Susan is a first-year apprentice whose work experience last year led to a job with Asset Construction Hire. She works on boom and scissor lifts and heavy diesel vehicles, and she describes her experience enthusiastically saying, "I'm loving every minute of it!"
Like Susan, Rachael is also studying a Certificate III in Heavy Commercial Vehicle Mechanical Technology (AUR31116) and works with Southern Truck Centre in Queanbeyan. She is building her experience both at work and through hands on training at CIT. "Eventually I want to become a manager within the trade or even start my own workshop one day. I'm working my way up," Rachael said.
Emma works as a fleet mechanic for the Snowy Monaro Hydro maintaining and repairing chainsaws, excavators, graders and rollers and is studying a second qualification, Certificate III in Mobile Plant Technology (AUR31216). Emma is living her dream and encourages other women to follow theirs. "Don't let anyone hold you back because you're a female," she said.

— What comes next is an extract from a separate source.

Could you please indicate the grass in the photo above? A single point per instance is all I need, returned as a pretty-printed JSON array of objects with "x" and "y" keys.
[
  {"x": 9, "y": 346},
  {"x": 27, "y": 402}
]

Consensus among the three driven apprentices is that their greatest challenge is physical strength, but they see their gender as an advantage that, combined with their skill set, allows them to make a stand-out contribution in the workplace. "We're great at diagnostic analysis and have the attention to detail to put pieces together the right way without rushing," Emma said.
All three see a bright future in the industry, and feel they are fully supported at their workplaces and at CIT. "Times have changed. The guys are helpful and supportive," Rachael said. "I've found a good support network," Susan added.